Cenveo announced their first quarter results today.

By WhatTheyThink Staff
Published: May 10, 2005

Cenveo announced their first quarter results today. The company reported a net loss of $22.6 million, or $0.47 per share, compared to a net loss of $16.5 million, or $0.35 per share, during the first quarter of 2004. Results included a charge of $8 million related to the closing of one of its facilities. Sales were up 6.1% to $450 million from $424 million in the same quarter last year. EBITDA for the first quarter was $24.9 million compared to $31.4 million last year. The company blamed increasing paper and raw material prices, as well as the cost of the CEO transition, for the decrease in EBITDA.

Topics of this summary:

  • Quarter Highlights
  • Segment Performance
  • Guidance
  • Raine Radar
  • Q & A

Quarter Highlights

  • The board accepts CEO Paul Reilly’s resignation, effective April 30, 2005. Michel Salbaing, Senior VP and CFO, has been appointed acting CEO until the Board can locate a replacement.
  • Robert Burton, formally of Moore, initiated a hostile take-over of Cenveo. Burton’s investment company now owns close to 10% of Cenveo stock. Cenveo has hired investment bank Rothschild to assist in evaluating its “strategic alternatives.”
  • Total debt increased by $32 million, or approximately 4%, during the quarter to $801.8 million.

Segment Performance


Net sales for the segment during the first quarter were $346.4 million, up $22.6 million from the first quarter of 2004. Sales to strategic accounts grew 14%. Local sales grew 2.5%. The company is working to recover the cost of increased paper prices, but this is being delayed by contractual agreements. EBITDA decreased $1.3 million to $20.9 million, or 6.1% of sales, down from 6.9% of sales last year.

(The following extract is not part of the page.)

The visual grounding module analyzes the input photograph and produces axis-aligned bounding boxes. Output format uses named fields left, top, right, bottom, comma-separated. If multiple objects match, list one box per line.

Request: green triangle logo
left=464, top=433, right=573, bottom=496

Net sales for the segment during the first quarter were $103.2 million, up $3.3 million from the first quarter of 2004. Sales of office products were up 22% from the Q1 of 2004 however lower net pricing limited overall revenue growth. EBITDA for the segment was $11 million, down from $13.8 million last year.


Cenveo largely reiterated the guidance for 2005 it gave last quarter. The company is expecting free cash flows of $35 million in 2005. They also anticipate 4-5% revenue increases each quarter over quarter, gross profit margins around 20-21%, and SG&A expenses of about 15-16%. This should result in a low single-digit improvement in EBITDA for 2005.

Raine Radar:

Before the question and answer session, Board chairman Susan Rheney stated that the Board takes its fiduciary duties seriously and that they are doing everything possible to ensure that Cenveo is on a path that will increase shareholder value. She also said that the first quarter went to plan and emphasized the revenue growth as a sign of the company’s improving performance. These statements seemed designed to answer the claims by Robert Burton that Cenveo has failed its shareholders. Cenveo has gone to great lengths to invest in a new brand, a new name, and in a new sales model with little-to-no time to prove to the market any resulting momentum. Regardless of the outcome of this takeover attempt, the new CEO will have to prove him or herself capable of reducing costs and generating some positive buzz around Cenveo in short order to revive share price and market confidence.

Q & A

  1. Assuming paper price increases stop, Cenveo should have completed its own price increases by the end of the Q2.
  2. Auto brochure work used to be concentrated in the Q3, but seems to be spreading out.
  3. The ability to pass on paper prices is the most significant contributor to increase margins moving forward.
  4. Local sales in the commercial segment were systematically down during 2004.
  5. Paul is helping with the transition, but has stepped down from his CEO position.
  6. Cenveo plans to use its FCF to reduce debt.
  7. As plants stop becoming “core” they will consider selling them. The company is committed to improving operations of facilities which are “core” but underperforming.
  8. Cenveo is trying to move towards offering solutions, where margins are higher because they are based on savings that can be offered to a customer’s overall procurement, instead of the cheapest print available.
  9. Cenveo has invested in an IT infrastructure which gives their customers a portal to streamline the ordering process.